From memory, later pages in the log book are on paper, rather than counterfoil, so these will be clearer and offer more detail. Also, as we're moving out of the pandemic, there will be less restrictions on copying at archives i.e. during this visit, there were none to speak of to limit the risk of infection and we had to make do at best. The photographs are variable, but unlike actual distillery plans, there's less emphasis on the visual image and more on the actual information.
This particular page actually features a diagram of the proposed work and the full transcript (as best as I can decipher it) reads as follows:
'Glen Mhor Distillery
22 July 1936
I enclose herewith an application by Messrs Mackinlay & Birnie Ltd of Glen Mhor Distillery to put in a new ?? of piping about 11 feet long between the ?? and Feints Charger and No.2 Low Wines Still the old piece being worn thin.
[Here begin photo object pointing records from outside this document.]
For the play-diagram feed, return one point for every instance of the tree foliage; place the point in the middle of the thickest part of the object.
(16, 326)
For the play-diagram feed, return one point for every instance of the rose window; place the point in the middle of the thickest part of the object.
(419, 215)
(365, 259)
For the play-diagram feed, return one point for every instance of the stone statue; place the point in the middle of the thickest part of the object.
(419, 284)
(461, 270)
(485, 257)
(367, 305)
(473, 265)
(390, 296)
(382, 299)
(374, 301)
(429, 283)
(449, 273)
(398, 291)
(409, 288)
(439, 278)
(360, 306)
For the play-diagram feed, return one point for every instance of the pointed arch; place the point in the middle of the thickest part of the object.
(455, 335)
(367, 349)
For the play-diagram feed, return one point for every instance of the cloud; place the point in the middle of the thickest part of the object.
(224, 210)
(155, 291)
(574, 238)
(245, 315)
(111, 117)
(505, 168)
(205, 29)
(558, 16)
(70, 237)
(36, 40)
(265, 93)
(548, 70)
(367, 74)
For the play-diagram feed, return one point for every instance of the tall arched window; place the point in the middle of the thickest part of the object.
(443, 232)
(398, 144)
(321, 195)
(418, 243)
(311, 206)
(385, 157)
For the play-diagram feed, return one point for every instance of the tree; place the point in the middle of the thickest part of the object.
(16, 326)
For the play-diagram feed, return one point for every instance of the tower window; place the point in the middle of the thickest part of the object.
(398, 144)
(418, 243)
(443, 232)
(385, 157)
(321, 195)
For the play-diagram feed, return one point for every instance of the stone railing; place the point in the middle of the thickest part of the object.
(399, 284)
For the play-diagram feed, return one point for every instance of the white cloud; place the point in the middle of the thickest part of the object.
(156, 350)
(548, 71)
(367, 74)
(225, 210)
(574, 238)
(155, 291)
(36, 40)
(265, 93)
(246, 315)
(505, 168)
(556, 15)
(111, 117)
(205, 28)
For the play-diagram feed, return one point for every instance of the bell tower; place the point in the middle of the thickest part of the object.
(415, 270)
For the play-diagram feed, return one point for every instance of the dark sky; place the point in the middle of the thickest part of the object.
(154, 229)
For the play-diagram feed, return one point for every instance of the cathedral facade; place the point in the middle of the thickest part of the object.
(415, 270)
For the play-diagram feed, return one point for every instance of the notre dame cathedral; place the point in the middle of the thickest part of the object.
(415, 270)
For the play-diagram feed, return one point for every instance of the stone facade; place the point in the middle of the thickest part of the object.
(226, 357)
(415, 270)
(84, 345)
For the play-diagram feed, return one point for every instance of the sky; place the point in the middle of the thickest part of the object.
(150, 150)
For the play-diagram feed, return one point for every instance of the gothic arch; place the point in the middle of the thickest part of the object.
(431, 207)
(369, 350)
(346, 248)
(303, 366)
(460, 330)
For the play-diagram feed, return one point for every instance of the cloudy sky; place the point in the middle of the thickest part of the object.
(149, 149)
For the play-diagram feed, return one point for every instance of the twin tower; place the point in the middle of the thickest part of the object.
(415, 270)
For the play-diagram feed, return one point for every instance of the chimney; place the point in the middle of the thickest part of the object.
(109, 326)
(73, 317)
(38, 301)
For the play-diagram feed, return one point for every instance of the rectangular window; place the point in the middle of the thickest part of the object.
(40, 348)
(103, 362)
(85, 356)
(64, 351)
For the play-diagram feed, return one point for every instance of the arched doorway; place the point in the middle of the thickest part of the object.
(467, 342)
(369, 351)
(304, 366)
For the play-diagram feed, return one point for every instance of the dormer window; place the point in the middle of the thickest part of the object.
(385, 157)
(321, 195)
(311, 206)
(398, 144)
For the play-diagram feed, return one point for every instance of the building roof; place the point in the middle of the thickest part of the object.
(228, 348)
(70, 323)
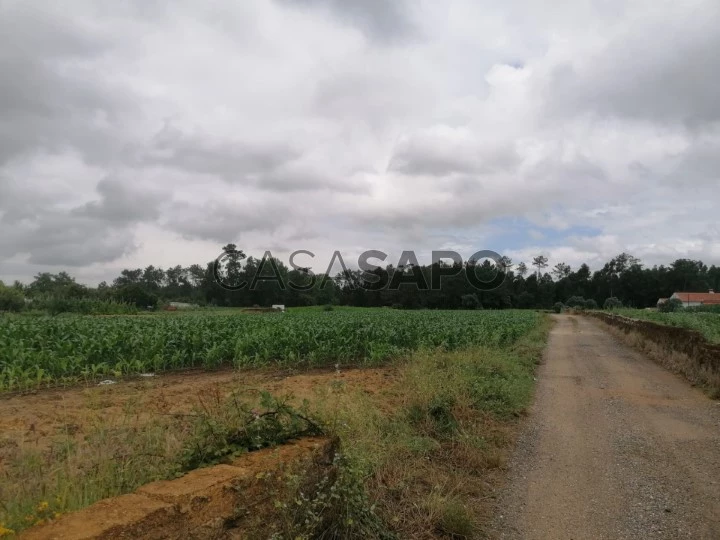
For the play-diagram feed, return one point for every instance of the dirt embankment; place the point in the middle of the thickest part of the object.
(615, 447)
(681, 350)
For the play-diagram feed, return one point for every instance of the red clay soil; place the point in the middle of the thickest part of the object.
(37, 420)
(224, 501)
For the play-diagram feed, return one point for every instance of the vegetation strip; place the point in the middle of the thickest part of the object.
(677, 347)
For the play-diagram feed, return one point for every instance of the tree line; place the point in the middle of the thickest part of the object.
(527, 285)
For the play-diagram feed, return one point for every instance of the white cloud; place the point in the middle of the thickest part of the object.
(142, 128)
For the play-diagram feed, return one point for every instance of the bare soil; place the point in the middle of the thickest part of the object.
(37, 419)
(615, 446)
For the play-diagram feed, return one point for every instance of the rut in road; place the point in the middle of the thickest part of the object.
(615, 447)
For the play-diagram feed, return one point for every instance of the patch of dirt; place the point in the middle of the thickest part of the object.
(38, 419)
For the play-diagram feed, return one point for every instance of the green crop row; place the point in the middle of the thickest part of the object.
(43, 351)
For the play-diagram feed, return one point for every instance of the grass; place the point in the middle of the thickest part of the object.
(425, 447)
(415, 462)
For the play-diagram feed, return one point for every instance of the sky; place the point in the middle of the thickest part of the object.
(155, 132)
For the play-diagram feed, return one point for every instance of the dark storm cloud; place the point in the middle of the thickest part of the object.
(121, 204)
(224, 222)
(382, 20)
(58, 238)
(441, 156)
(234, 161)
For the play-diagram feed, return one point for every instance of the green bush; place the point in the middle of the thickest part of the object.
(11, 299)
(470, 301)
(670, 306)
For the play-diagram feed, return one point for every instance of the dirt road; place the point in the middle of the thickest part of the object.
(615, 447)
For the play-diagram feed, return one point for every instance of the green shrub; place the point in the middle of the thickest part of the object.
(11, 299)
(670, 306)
(470, 301)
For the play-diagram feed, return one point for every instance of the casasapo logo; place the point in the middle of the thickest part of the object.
(484, 270)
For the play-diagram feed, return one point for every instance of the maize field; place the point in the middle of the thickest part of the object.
(48, 351)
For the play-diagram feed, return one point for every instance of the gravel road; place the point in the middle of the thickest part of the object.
(615, 447)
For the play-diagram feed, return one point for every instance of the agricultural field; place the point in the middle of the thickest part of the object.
(707, 323)
(427, 399)
(46, 351)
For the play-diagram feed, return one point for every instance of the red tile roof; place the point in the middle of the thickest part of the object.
(703, 298)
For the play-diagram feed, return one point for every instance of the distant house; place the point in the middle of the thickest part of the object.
(694, 299)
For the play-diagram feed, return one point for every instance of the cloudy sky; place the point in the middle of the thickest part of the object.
(153, 132)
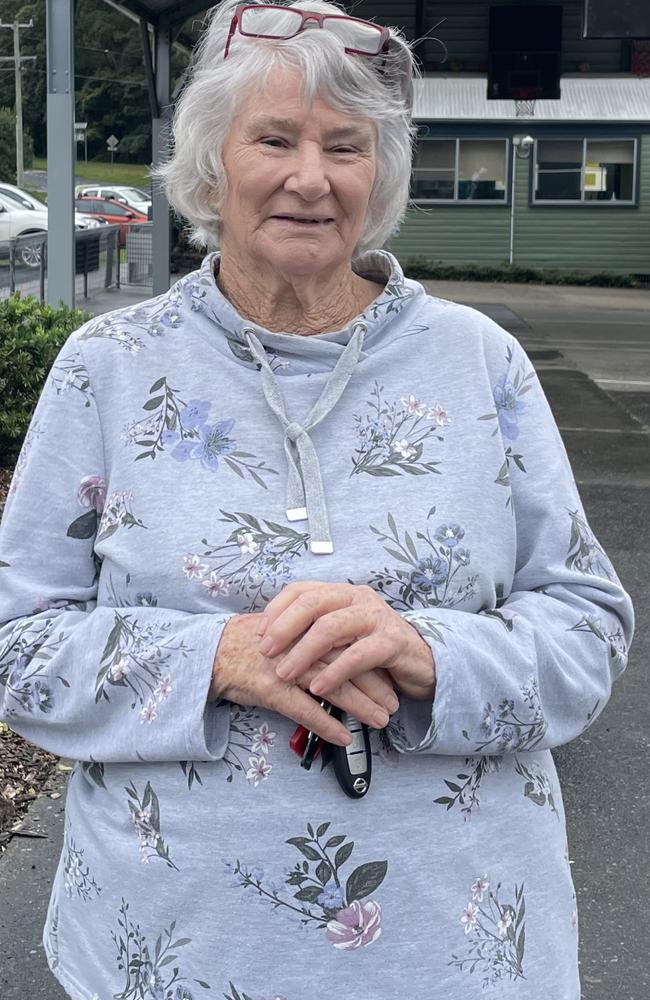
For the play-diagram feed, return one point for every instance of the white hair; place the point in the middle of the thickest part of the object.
(194, 178)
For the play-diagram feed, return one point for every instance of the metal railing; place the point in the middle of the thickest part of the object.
(23, 263)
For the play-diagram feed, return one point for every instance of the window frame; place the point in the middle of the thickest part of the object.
(585, 202)
(494, 202)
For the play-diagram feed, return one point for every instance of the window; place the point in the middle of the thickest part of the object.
(460, 170)
(585, 170)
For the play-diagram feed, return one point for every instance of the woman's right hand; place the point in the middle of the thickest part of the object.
(245, 676)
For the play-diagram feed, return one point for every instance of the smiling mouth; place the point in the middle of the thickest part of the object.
(302, 221)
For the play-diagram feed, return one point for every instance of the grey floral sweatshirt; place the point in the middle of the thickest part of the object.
(181, 467)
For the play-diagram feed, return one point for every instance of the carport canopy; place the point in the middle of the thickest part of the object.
(161, 23)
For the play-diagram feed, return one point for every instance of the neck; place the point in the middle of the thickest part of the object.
(306, 304)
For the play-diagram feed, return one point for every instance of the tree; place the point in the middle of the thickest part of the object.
(110, 82)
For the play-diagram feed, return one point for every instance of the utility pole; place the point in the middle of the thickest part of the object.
(16, 27)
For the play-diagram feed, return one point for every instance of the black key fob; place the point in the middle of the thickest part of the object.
(352, 764)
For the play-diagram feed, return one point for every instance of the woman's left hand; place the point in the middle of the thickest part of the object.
(329, 616)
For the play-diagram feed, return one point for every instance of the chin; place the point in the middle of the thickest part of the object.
(302, 261)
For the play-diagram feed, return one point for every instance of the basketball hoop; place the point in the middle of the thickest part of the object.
(525, 107)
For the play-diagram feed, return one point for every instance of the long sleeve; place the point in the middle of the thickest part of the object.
(88, 681)
(536, 669)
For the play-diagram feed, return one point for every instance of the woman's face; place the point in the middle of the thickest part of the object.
(285, 162)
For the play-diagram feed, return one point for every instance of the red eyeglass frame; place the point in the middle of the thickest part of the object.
(306, 16)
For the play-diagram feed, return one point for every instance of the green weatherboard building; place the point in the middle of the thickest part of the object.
(568, 187)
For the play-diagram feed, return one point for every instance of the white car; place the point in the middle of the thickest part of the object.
(131, 196)
(26, 200)
(21, 214)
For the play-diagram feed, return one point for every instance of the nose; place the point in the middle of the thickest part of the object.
(307, 174)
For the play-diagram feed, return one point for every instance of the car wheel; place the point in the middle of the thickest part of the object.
(30, 254)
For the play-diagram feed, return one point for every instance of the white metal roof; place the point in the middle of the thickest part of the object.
(596, 98)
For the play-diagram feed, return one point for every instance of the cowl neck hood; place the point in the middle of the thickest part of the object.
(283, 354)
(295, 354)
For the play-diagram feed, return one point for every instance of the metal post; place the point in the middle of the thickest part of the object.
(512, 203)
(161, 249)
(60, 151)
(20, 170)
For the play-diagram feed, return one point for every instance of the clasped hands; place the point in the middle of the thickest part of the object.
(341, 642)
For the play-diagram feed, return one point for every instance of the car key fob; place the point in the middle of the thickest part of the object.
(352, 764)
The removal of the length of piping to be replaced entails the unriveting of two flanges, both of which will be securely riveted when the fresh piece of piping - which will be identical with the old piece - has been inserted.
The Collector Inverness.
Your obedient servant
We also have an entry on the margin, which highlights the approval for this work, the very next day (that's efficiency on site in action!) and conditions attached below.
Further report should be made when the repairs are completed. PC Lennox'
What's also of interest is that we have potentially a non-exciseman employee requesting this work to be done, giving more justification that this log is indeed a record of works approved and otherwise kept onsite. The purpose of the book will only become more clear as we reach the end and can then reflect. But it does seem on his particular entry, a representative detailed the requested repair and this was approved in the margin. Not by Neil M Gunn, the government representative on site, as we've seen on previous pages, but a PC Lennox.
This Log Book comes from the Highland Archives Centre (HCA/D31/4/1/25) and is watermarked for its protection. As with any images on this website, please ask first before using and always give credit. My thanks to the Centre for their assistance.